Readers will be sucked into these two lives and the events within them from the first page. You will ride every roller coaster along with the characters. I have no doubt this book is destined for the bestseller lists. You will be a tangled mess of emotions by the time you read the author's note. As Ariel Lawhon tells you what was fact verses fiction, that ball of emotion will only increase. Several things you desperately want to be fiction are not. I Was Anastasia is a book that will stay with you long after you have closed the book.






The English Wife

January 9, 2018


The English Wife
By: Lauren Willig
384 Pages

Description:
Annabelle and Bayard Van Duyvil live a charmed life in New York: he’s the scion of an old Knickerbocker family, she grew up in a Tudor house in England, they had a fairytale romance in London, they have three-year-old twins on whom they dote, and he’s recreated her family home on the banks of the Hudson and named it Illyria. Yes, there are rumors that she’s having an affair with the architect, but rumors are rumors and people will gossip. But then Bayard is found dead with a knife in his chest on the night of their Twelfth Night Ball, Annabelle goes missing, presumed drowned, and the papers go mad. Bay’s sister, Janie, forms an unlikely alliance with a reporter to try to uncover the truth, convinced that Bay would never have killed his wife, that it must be a third party, but the more she learns about her brother and his wife, the more everything she thought she knew about them starts to unravel. Who were her brother and his wife, really? And why did her brother die with the name George on his lips?

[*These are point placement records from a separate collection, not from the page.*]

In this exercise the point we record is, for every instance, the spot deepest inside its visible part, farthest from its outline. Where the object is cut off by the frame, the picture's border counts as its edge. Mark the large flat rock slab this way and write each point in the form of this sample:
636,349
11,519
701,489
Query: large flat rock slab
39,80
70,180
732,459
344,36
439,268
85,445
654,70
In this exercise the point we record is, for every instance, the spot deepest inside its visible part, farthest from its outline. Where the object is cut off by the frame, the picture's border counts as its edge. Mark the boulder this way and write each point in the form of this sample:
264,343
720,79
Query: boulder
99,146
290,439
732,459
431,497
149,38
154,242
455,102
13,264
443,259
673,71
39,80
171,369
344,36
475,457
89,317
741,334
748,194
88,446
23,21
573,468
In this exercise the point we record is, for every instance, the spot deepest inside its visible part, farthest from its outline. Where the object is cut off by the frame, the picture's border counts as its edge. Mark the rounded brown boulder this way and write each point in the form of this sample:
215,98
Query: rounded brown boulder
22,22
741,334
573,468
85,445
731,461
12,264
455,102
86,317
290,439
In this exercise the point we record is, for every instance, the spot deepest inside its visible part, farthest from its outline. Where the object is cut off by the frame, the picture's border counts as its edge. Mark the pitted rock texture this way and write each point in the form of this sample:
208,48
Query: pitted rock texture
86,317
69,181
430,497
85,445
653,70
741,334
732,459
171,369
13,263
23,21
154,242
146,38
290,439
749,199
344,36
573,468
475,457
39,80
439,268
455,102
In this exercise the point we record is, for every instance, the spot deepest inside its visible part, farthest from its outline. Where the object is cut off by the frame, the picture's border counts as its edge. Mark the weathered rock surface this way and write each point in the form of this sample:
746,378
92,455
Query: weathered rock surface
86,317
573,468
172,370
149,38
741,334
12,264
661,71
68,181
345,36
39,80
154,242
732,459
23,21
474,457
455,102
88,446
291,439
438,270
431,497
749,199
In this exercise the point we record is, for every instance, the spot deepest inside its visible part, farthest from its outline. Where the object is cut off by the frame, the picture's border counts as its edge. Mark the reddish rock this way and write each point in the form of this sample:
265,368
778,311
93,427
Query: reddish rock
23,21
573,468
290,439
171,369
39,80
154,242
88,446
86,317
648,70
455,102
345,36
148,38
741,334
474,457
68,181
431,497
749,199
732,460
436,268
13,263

I've been a fan of Lauren Willig since the days of her Pink Carnation series. She has always weaved together fascinating stories that pull you in and keep hold of you until the very last word. The English Wife is no exception. Once again, she has written a story that captivates the reader while sending them on a journey. 

Every chapter of this book offered up another piece to the puzzle being put together. So many questions seeking answers that you get to search for, along with the characters. You step into the world that Bayard and Annabelle created. You're there for their first meeting. You watch as they fall in love and form a life. In fact, you're cheering them on as they do. And you are baffled when one is found dead and the other is missing. You have as many questions as the characters do. 

You bond with Janie as she decides to boldly seek the truth of what happened to her brother and his wife- no matter what the truth turns out to be. You are baffled with every clue that is uncovered, and you try to make the many pieces fit. 

The English Wife will set you on a course to uncover the truth you never knew was hidden. And, like me, you will be gripped with every clue you find as you try to put the puzzle together.